Nepal urgently needs more robust regulations, healthier school environments and more stringent promotion limits. Until then, families will continue waging a constant war against processed items – an individual snack bag at a time.
St Vincent and the Grenadines: ‘Greasy, Salty, Sugary Fast Food is the Preference’
My position is a bit particular as I was compelled to move from an island in our group of isles that was devastated by a major hurricane last year. But it is also part of the stark reality that is affecting parents in a region that is enduring the most severe impacts of global warming.
“The circumstances definitely becomes more severe if a cyclone or volcanic eruption eliminates most of your crops.”

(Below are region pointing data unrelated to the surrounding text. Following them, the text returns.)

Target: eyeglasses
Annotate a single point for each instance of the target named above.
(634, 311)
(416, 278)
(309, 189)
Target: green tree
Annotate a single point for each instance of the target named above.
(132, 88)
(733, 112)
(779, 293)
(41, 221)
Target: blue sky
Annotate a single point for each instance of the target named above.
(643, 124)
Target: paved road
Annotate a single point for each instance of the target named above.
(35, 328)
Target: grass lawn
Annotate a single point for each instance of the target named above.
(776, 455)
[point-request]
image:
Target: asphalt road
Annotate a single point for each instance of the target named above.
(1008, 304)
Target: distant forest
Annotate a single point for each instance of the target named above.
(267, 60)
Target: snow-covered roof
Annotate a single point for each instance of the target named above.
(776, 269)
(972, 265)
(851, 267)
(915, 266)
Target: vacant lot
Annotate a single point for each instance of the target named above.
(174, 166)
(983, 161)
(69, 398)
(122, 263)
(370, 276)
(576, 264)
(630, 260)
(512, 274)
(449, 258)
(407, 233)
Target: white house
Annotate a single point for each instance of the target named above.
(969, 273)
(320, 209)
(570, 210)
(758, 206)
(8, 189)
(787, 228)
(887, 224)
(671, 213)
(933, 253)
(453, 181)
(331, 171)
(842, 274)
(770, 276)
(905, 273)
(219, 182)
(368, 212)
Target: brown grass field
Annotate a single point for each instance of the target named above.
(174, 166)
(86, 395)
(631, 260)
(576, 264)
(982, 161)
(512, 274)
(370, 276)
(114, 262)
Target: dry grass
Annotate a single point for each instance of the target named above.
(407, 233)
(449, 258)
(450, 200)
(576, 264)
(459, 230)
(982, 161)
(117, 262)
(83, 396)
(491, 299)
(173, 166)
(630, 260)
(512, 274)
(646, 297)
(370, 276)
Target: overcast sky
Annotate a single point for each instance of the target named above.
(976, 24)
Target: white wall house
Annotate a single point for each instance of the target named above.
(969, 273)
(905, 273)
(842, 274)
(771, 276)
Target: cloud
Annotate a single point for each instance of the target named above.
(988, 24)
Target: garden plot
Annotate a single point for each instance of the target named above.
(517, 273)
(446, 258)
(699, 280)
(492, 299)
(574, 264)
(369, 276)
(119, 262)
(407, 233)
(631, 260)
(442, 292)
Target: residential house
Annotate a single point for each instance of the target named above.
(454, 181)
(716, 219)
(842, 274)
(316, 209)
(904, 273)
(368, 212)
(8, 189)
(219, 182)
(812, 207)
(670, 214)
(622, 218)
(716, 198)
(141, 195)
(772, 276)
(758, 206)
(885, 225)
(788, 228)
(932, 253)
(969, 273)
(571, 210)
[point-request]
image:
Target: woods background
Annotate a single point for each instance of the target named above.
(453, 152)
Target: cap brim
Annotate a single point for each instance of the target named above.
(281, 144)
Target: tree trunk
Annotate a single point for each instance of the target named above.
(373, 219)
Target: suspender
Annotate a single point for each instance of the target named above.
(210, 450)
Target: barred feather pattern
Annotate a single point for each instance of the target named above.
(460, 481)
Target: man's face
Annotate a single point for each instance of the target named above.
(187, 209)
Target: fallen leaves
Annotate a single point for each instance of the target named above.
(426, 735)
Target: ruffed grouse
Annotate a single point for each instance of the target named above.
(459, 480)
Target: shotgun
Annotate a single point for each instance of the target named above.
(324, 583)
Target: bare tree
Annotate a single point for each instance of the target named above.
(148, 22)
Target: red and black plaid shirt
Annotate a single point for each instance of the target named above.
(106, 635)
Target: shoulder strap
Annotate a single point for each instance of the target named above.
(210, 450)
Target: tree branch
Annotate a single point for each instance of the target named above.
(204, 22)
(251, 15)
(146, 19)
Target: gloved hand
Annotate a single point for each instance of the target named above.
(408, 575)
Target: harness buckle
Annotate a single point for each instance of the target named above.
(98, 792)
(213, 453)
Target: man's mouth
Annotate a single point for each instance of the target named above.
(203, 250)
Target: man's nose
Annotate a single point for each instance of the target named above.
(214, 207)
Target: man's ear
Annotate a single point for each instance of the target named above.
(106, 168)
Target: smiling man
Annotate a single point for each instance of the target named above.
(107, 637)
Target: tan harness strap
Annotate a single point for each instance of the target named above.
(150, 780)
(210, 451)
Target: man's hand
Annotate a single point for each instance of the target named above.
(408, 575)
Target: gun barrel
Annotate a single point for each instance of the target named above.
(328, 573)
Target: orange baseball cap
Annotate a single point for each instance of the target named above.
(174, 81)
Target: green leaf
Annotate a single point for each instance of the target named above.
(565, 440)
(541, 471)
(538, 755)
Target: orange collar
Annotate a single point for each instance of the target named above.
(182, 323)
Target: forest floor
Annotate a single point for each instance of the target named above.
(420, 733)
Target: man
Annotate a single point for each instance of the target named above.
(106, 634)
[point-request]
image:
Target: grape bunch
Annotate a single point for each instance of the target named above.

Even before the storm, as a nutrition instructor, I was very worried about the increasing proliferation of fast food restaurants. Currently, even local corner stores are participating in the shift of a country once defined by a diet of nutritious home-produced fruits and vegetables, to one where greasy, salty, sugary fast food, packed with manufactured additives, is the preference.
But the condition definitely intensifies if a severe weather event or mountain activity destroys most of your crops. Nutritious whole foods becomes hard to find and extremely pricey, so it is exceptionally hard to get your kids to consume healthy meals.
Regardless of having a regular work I am shocked by food prices now and have often resorted to picking one of items such as vegetables and meat and eggs when feeding my four children. Offering reduced portions or diminished quantities have also become part of the recovery survival methods.
Also it is very easy when you are juggling a stressful occupation with parenting, and scrambling in the morning, to just give the children a couple of coins to buy snacks at school. Regrettably, most school tuck shops only offer ultra-processed snacks and sugary sodas. The outcome of these challenges, I fear, is an rise in the already epidemic rates of chronic conditions such as blood sugar disorders and hypertension.
Uganda: ‘It’s in Every Mall and Every Market’
The symbol of a global fast-food brand looms large at the entrance of a mall in a urban area, daring you to pass by without stopping at the quick service lane.
Many of the children and parents visiting the mall have never ventured outside the borders of this East African nation. They certainly don’t know about the historical economic crisis that led the founder to start one of the first global eatery brands. All they know is that the brand name represent all things modern.
In every mall and every market, there is convenience meals for all budgets. As one of the costlier choices, the fried chicken chain is considered a treat. It is the place local households go to observe birthdays and baptisms. It is the children’s prize when they get a good school report. In fact, they are hoping their parents take them there for Christmas.
“Mother, do you know that some people bring fast food for school lunch,” my 14-year-old daughter, who attends a school in the area, tells me. She says that on the days they do not pack that, they pack food from a regional restaurant brand selling everything from morning meals to burgers.